If you use JRuby, you'll need one Ruby process per machine (for N cores), managed by the JVM.
For boxes with a lot of cores, JRuby's larger memory footprint is overtaken by the ability to share that memory across a number of cores.
This story is also somewhat complicated by Ruby Enterprise Edition, which adds copy-on-write semantics to Ruby's GC, and is built by the same guys as Passenger, making it possible to share SOME memory between processes.
With all that said, we're really talking about marginal amounts of RAM. The real takeaway is that if you're running 6 processes per core (very common), you're doing something very wrong.
FYI: At some point in the future (1.2?), Rubinius will also be able to run a single Ruby process per machine.
Concurrent GC is not currently planned, but it should be noted that our generational GC does wonders to reduce GC pause time anyway.
Additionally, even Hotspot typically defaults to their stop-the-world GC. This is because a concurrent GC typically spreads part of the GC time around, ie, performance is slower to reduced GC pause time. But even a concurrent GC typically has to stop all threads at some point to get everything consistent.
You will get some benefit from having more processes than cores, though perhaps not six.

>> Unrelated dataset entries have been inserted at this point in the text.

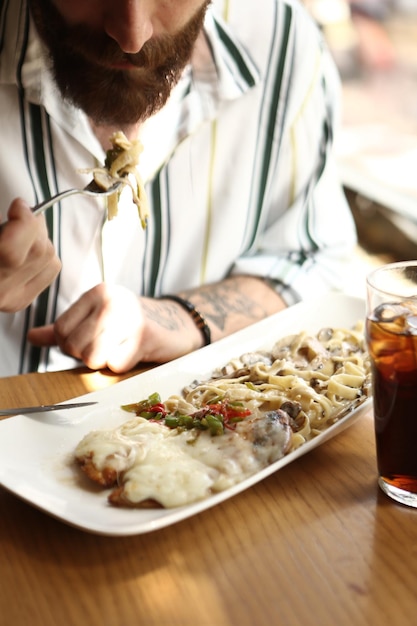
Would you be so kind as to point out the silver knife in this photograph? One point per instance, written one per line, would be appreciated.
(43, 408)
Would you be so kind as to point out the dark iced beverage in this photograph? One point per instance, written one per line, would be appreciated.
(391, 332)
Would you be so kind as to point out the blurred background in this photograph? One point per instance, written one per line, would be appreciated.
(374, 43)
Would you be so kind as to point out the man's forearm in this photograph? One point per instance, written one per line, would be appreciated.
(234, 303)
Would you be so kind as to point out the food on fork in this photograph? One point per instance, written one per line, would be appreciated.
(121, 162)
(217, 432)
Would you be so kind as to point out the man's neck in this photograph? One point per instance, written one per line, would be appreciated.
(104, 132)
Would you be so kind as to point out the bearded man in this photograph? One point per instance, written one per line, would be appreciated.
(235, 103)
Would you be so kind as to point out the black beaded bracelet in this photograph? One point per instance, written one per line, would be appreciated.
(198, 319)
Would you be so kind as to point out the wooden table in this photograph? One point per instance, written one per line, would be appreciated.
(314, 544)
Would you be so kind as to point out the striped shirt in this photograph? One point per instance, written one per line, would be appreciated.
(238, 169)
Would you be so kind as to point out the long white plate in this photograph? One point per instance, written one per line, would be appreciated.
(35, 450)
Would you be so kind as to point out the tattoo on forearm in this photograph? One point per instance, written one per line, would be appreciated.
(223, 300)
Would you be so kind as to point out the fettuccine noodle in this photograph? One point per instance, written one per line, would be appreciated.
(316, 379)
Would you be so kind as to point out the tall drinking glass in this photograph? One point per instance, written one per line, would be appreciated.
(391, 335)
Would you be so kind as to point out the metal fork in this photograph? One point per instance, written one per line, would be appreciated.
(92, 189)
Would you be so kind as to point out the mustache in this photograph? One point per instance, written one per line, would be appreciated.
(104, 51)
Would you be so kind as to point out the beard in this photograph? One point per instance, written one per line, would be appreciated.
(83, 65)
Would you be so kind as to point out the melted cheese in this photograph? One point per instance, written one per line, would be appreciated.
(173, 467)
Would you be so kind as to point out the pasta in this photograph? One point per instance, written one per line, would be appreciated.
(120, 166)
(315, 378)
(247, 415)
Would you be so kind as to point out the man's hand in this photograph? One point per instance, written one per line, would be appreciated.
(112, 327)
(109, 326)
(28, 262)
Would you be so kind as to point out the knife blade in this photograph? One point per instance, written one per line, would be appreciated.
(44, 408)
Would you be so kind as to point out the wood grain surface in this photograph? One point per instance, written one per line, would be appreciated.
(315, 544)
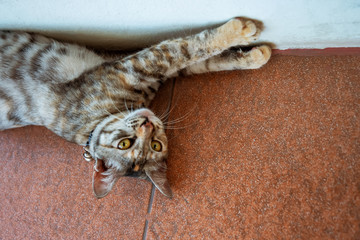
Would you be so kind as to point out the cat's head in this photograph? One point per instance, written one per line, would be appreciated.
(132, 145)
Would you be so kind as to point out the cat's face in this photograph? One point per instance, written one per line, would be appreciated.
(132, 145)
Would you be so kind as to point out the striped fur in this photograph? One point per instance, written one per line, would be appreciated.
(73, 91)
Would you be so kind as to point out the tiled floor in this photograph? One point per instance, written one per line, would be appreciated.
(272, 153)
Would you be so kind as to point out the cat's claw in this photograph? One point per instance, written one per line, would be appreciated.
(242, 31)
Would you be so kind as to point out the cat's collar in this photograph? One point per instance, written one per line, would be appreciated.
(86, 154)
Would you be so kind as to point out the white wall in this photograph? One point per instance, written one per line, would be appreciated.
(136, 23)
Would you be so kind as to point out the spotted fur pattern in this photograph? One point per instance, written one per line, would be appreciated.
(73, 92)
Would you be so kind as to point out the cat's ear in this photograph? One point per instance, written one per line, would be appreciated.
(103, 179)
(158, 178)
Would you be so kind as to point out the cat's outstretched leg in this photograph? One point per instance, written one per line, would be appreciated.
(232, 60)
(144, 69)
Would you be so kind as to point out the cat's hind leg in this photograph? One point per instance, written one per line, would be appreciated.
(232, 60)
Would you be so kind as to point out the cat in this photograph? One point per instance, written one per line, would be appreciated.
(83, 98)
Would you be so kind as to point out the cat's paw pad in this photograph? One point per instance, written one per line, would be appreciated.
(260, 54)
(243, 30)
(253, 59)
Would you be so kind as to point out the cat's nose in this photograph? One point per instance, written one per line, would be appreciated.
(146, 123)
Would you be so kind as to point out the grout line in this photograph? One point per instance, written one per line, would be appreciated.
(151, 198)
(153, 188)
(145, 229)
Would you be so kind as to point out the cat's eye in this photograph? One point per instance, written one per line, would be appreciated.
(125, 144)
(156, 146)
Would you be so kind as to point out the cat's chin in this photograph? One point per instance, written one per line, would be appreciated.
(144, 112)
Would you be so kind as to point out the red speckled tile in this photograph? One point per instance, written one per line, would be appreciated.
(268, 154)
(47, 193)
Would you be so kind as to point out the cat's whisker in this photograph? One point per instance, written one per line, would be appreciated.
(112, 114)
(177, 128)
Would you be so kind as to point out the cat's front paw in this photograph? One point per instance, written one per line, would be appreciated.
(255, 58)
(241, 31)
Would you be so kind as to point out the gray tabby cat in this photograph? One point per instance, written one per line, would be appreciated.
(82, 97)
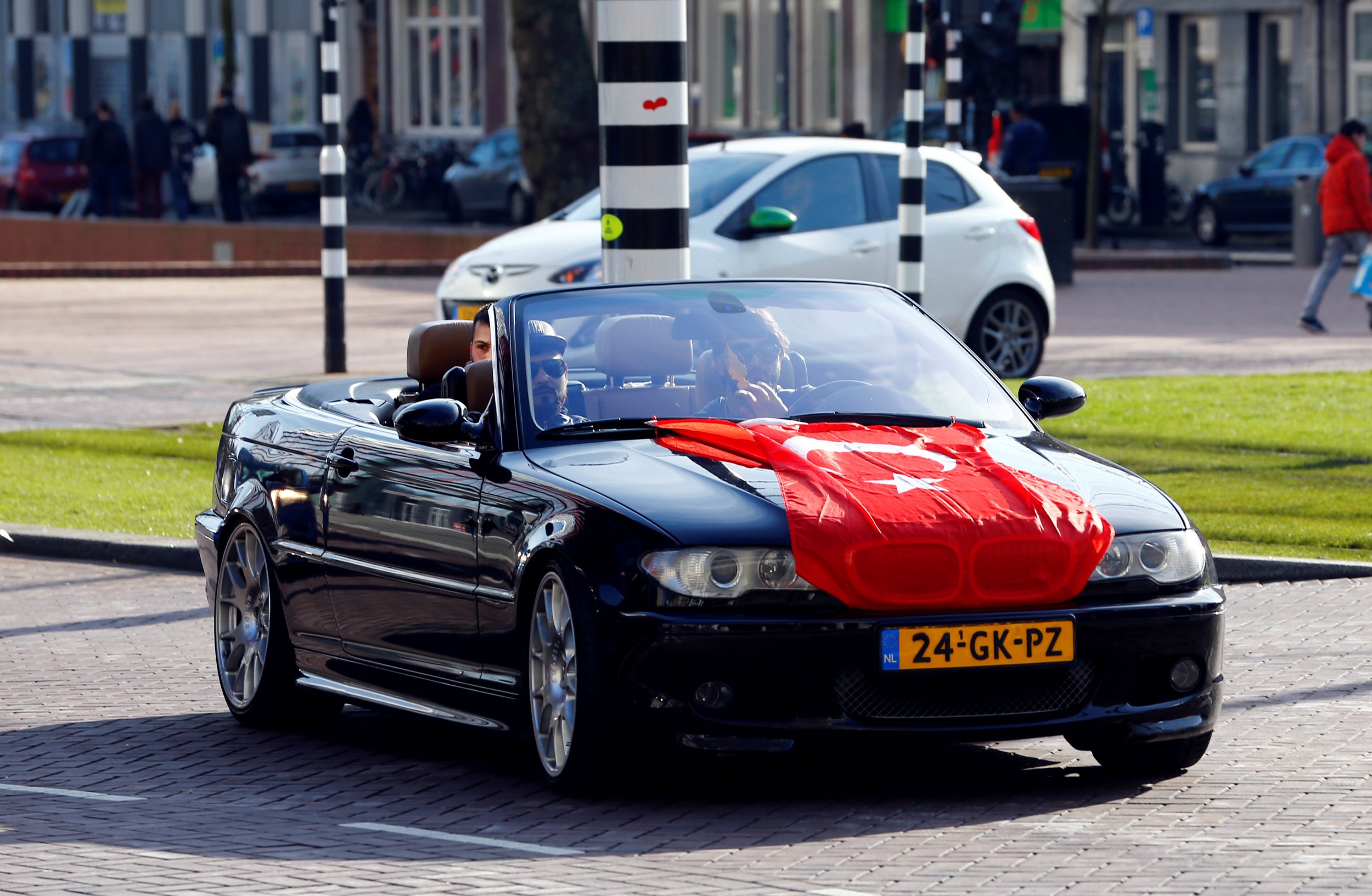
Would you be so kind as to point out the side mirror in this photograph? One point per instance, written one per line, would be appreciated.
(434, 421)
(1047, 397)
(454, 385)
(770, 220)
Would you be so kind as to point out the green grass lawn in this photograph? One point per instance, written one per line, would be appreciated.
(1267, 464)
(1264, 464)
(151, 482)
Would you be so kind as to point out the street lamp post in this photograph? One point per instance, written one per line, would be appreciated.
(910, 272)
(333, 202)
(644, 116)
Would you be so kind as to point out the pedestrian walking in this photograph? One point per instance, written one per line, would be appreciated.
(106, 153)
(1024, 144)
(184, 142)
(1346, 210)
(228, 133)
(151, 158)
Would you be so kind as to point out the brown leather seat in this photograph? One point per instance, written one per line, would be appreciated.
(437, 347)
(640, 346)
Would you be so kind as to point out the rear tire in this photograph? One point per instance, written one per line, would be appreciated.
(1209, 227)
(1142, 759)
(253, 652)
(1009, 333)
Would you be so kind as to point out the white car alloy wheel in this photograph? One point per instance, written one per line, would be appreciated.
(243, 618)
(552, 673)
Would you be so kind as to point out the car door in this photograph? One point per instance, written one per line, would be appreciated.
(402, 545)
(961, 236)
(1246, 204)
(837, 235)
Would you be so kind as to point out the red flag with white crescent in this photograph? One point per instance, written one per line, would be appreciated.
(893, 518)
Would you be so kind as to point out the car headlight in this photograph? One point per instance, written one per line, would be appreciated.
(1165, 557)
(725, 573)
(585, 272)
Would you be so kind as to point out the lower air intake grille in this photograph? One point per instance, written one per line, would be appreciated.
(966, 694)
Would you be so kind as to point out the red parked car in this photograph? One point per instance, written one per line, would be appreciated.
(40, 173)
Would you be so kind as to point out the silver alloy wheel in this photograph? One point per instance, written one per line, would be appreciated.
(242, 617)
(1010, 338)
(1208, 224)
(552, 673)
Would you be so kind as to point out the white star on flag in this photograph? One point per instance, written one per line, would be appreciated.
(904, 483)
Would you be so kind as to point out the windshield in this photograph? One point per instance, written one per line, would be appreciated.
(744, 350)
(712, 177)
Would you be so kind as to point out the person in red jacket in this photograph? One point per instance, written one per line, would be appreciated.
(1346, 204)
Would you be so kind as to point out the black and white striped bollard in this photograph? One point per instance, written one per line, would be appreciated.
(645, 198)
(333, 198)
(953, 77)
(910, 271)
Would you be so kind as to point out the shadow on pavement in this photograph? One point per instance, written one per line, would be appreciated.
(287, 792)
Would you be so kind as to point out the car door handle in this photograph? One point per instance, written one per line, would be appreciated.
(342, 463)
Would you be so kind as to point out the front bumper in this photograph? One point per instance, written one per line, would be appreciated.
(824, 675)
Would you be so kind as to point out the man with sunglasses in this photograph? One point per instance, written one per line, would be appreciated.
(751, 353)
(548, 376)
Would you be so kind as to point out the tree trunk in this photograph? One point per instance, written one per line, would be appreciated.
(229, 72)
(1098, 98)
(558, 103)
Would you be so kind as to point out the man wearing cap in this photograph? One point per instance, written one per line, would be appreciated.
(548, 376)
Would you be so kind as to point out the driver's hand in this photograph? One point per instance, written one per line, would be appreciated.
(755, 399)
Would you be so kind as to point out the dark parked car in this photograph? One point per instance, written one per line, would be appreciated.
(514, 545)
(40, 173)
(1257, 199)
(490, 182)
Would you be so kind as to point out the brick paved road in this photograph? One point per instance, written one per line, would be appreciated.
(108, 686)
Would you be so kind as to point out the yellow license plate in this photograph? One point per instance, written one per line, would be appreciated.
(962, 647)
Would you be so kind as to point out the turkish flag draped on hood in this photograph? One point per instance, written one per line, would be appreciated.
(892, 518)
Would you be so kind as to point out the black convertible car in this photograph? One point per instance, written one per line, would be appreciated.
(509, 544)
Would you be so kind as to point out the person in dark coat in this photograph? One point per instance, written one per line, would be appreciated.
(184, 142)
(108, 162)
(227, 131)
(1025, 143)
(151, 158)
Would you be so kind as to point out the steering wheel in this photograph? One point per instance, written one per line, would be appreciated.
(859, 397)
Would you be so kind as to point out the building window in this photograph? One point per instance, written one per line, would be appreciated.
(1275, 77)
(1200, 51)
(1360, 61)
(732, 64)
(440, 43)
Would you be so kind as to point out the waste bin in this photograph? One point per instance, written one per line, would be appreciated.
(1049, 202)
(1307, 223)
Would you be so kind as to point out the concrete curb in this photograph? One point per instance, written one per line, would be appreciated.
(176, 554)
(72, 544)
(1235, 568)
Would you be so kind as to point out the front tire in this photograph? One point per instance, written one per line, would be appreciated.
(1209, 227)
(253, 652)
(569, 688)
(1009, 333)
(1146, 759)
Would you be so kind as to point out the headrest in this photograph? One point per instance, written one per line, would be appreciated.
(481, 385)
(641, 345)
(435, 347)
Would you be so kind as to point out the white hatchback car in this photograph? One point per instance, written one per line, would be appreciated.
(986, 275)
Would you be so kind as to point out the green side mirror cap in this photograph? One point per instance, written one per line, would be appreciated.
(772, 220)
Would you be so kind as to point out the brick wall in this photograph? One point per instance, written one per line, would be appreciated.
(36, 239)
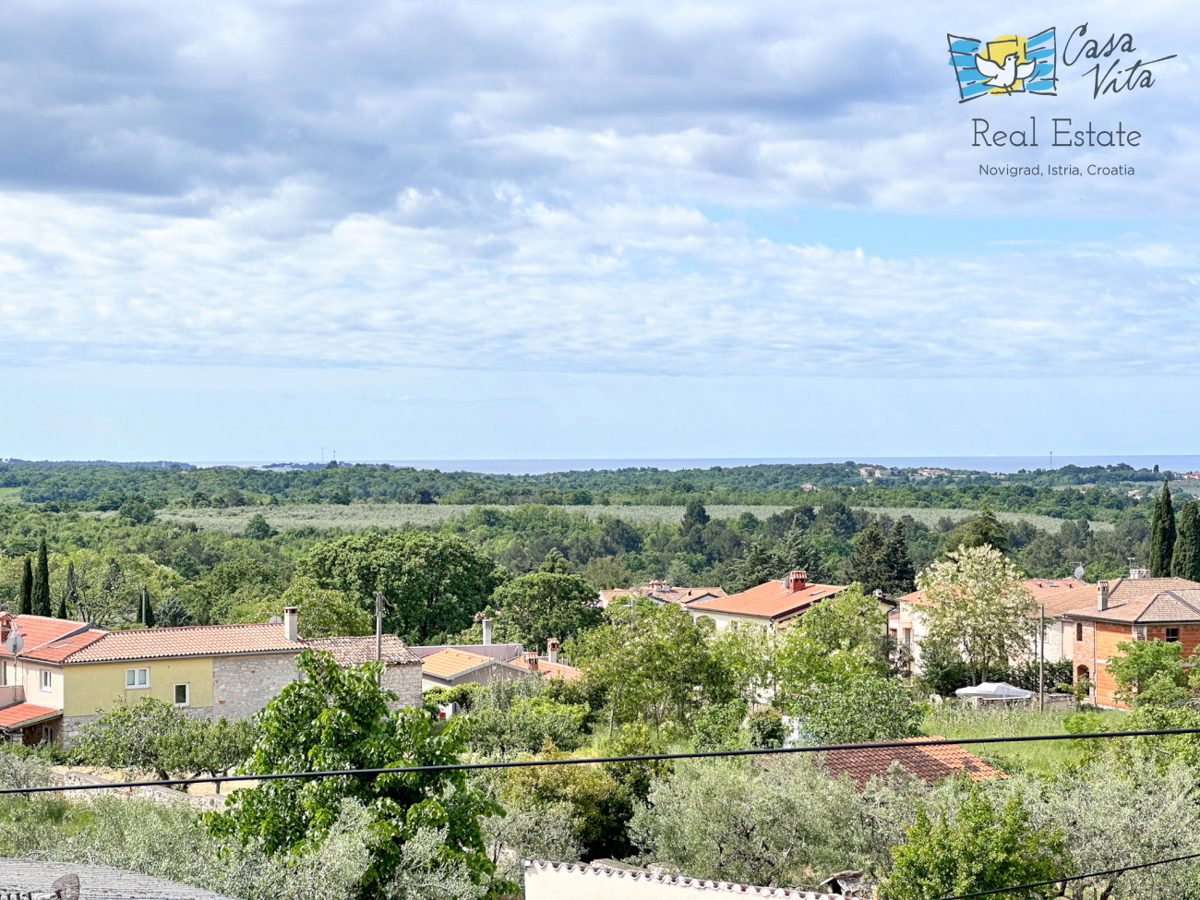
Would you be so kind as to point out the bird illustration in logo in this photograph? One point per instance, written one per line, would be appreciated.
(1007, 75)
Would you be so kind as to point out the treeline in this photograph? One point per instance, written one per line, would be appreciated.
(63, 487)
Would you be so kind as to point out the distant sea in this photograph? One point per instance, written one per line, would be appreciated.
(973, 463)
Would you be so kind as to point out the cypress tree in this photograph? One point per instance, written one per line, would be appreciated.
(1186, 558)
(42, 582)
(899, 575)
(27, 588)
(1162, 534)
(867, 558)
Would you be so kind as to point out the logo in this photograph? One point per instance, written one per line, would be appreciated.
(1005, 65)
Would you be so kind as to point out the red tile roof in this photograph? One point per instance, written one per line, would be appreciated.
(186, 641)
(929, 763)
(355, 651)
(550, 670)
(1167, 606)
(771, 600)
(21, 714)
(52, 640)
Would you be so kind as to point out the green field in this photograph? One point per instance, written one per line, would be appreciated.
(395, 515)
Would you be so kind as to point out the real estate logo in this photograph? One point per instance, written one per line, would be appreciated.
(1006, 65)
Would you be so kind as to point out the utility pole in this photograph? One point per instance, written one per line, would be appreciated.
(1042, 659)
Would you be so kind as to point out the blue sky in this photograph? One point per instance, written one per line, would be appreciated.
(610, 229)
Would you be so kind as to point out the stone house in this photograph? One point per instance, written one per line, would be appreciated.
(769, 605)
(1131, 610)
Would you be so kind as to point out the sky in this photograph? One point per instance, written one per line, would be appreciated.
(263, 231)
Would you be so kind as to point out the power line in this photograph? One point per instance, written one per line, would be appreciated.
(1072, 877)
(586, 761)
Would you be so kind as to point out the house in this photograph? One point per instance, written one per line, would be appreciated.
(1138, 609)
(66, 673)
(401, 666)
(768, 605)
(663, 593)
(909, 627)
(618, 881)
(928, 763)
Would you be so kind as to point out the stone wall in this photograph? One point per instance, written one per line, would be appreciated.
(406, 681)
(241, 685)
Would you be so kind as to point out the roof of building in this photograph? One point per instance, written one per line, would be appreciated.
(355, 651)
(929, 763)
(550, 670)
(187, 641)
(450, 663)
(622, 875)
(663, 593)
(771, 600)
(52, 640)
(22, 714)
(1163, 607)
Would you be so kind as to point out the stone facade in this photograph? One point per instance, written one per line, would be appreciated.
(241, 685)
(406, 681)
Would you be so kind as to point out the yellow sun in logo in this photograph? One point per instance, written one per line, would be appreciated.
(1000, 49)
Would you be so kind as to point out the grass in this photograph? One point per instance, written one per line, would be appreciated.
(959, 723)
(396, 515)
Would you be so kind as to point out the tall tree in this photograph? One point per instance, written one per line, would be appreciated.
(1186, 557)
(1162, 534)
(41, 601)
(867, 558)
(899, 575)
(27, 588)
(979, 605)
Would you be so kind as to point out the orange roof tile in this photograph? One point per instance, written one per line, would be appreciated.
(52, 640)
(187, 641)
(21, 714)
(929, 763)
(451, 663)
(355, 651)
(771, 600)
(551, 670)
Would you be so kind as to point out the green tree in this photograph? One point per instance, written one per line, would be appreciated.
(41, 593)
(654, 660)
(1150, 672)
(435, 583)
(983, 529)
(339, 719)
(979, 605)
(867, 563)
(863, 708)
(258, 528)
(27, 588)
(321, 612)
(981, 849)
(538, 606)
(1162, 534)
(899, 575)
(1186, 556)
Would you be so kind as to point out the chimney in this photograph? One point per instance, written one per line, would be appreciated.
(292, 624)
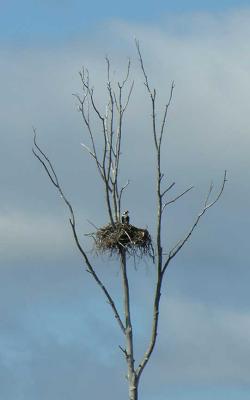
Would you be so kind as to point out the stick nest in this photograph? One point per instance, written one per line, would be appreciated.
(112, 238)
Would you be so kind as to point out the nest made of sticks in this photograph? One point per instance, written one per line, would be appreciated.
(112, 238)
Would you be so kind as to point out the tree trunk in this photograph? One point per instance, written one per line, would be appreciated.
(133, 388)
(129, 349)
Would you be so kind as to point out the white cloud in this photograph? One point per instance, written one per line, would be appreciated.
(24, 237)
(202, 344)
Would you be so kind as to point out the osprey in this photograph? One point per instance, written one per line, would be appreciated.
(125, 217)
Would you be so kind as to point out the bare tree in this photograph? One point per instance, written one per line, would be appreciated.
(108, 166)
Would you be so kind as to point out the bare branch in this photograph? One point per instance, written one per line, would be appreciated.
(90, 269)
(181, 243)
(166, 112)
(177, 197)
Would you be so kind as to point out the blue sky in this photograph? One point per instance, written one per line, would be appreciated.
(57, 335)
(55, 20)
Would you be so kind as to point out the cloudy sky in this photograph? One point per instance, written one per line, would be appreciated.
(58, 337)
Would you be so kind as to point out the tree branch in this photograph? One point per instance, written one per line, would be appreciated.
(43, 159)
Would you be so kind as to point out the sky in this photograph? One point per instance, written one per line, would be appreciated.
(58, 337)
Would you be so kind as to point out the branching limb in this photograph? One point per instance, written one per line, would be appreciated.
(207, 205)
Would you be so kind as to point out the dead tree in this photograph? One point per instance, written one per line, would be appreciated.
(124, 240)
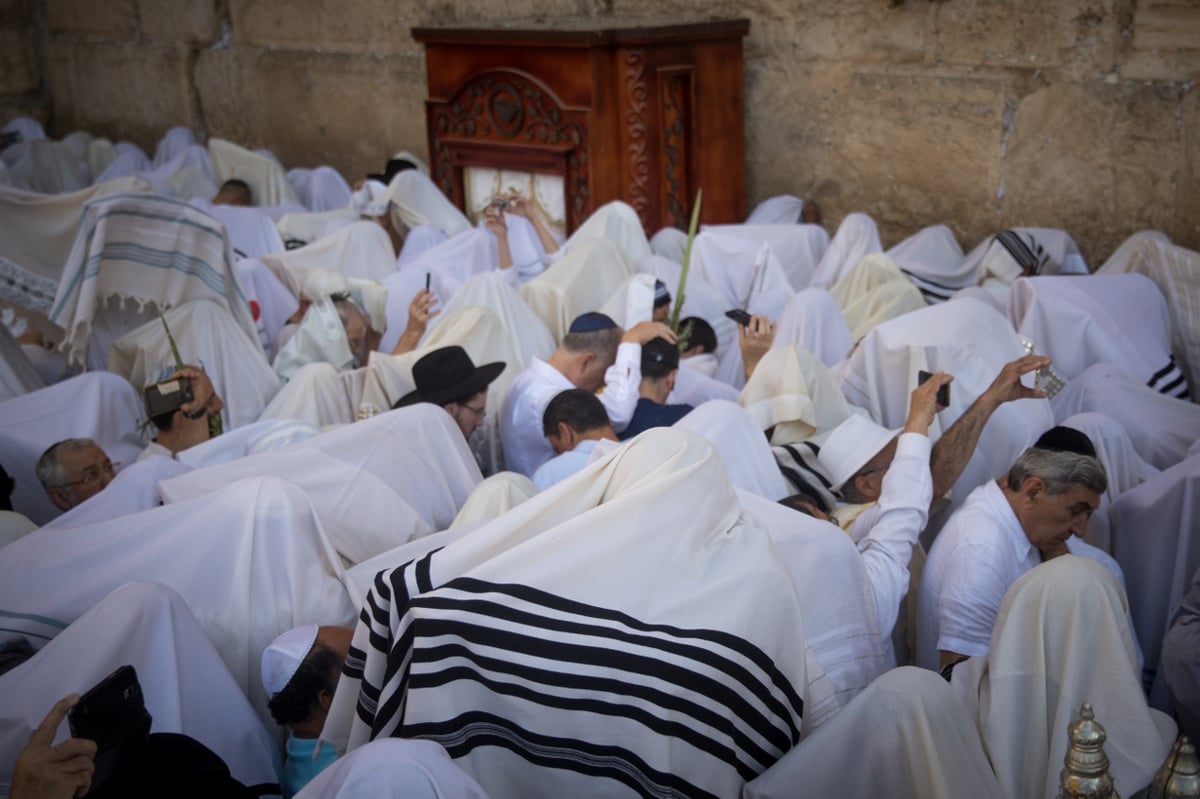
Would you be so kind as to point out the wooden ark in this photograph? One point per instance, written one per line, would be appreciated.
(645, 114)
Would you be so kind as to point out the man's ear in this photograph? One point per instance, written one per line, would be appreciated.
(60, 498)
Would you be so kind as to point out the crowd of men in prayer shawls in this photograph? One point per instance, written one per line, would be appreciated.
(383, 497)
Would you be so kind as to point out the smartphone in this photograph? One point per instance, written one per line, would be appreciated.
(943, 391)
(739, 317)
(113, 714)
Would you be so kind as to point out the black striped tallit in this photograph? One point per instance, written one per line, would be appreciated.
(477, 664)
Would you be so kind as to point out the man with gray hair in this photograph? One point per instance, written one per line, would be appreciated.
(72, 470)
(1003, 529)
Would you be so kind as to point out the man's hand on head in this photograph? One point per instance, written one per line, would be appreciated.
(646, 331)
(1008, 386)
(923, 406)
(46, 772)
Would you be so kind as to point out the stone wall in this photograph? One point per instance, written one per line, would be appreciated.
(982, 114)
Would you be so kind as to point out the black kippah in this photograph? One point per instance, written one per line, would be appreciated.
(1066, 439)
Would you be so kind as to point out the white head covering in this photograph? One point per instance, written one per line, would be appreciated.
(851, 445)
(857, 238)
(283, 656)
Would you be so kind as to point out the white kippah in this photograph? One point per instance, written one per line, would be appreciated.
(850, 446)
(285, 655)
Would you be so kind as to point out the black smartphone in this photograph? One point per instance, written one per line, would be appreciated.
(114, 715)
(739, 317)
(943, 391)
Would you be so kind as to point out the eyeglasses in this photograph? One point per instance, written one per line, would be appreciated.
(480, 412)
(94, 474)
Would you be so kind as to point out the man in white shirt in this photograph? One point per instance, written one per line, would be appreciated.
(574, 421)
(886, 535)
(594, 354)
(1006, 528)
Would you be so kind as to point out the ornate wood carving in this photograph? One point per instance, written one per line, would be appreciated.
(637, 92)
(508, 107)
(675, 100)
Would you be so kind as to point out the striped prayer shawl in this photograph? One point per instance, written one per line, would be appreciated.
(568, 685)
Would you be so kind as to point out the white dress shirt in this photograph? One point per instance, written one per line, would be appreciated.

Ruby's "stop the world" garbage collector means a process will completely pause during GC, including all threads. You may be better off having twice as many processes at half the ulimit. Fewer threads will be paused at once, and there are fewer objects the VM has to traverse during a GC run.
It's something to investigate when you tune your app.
(This mostly applies to 1.8. I haven't investigated 1.9.)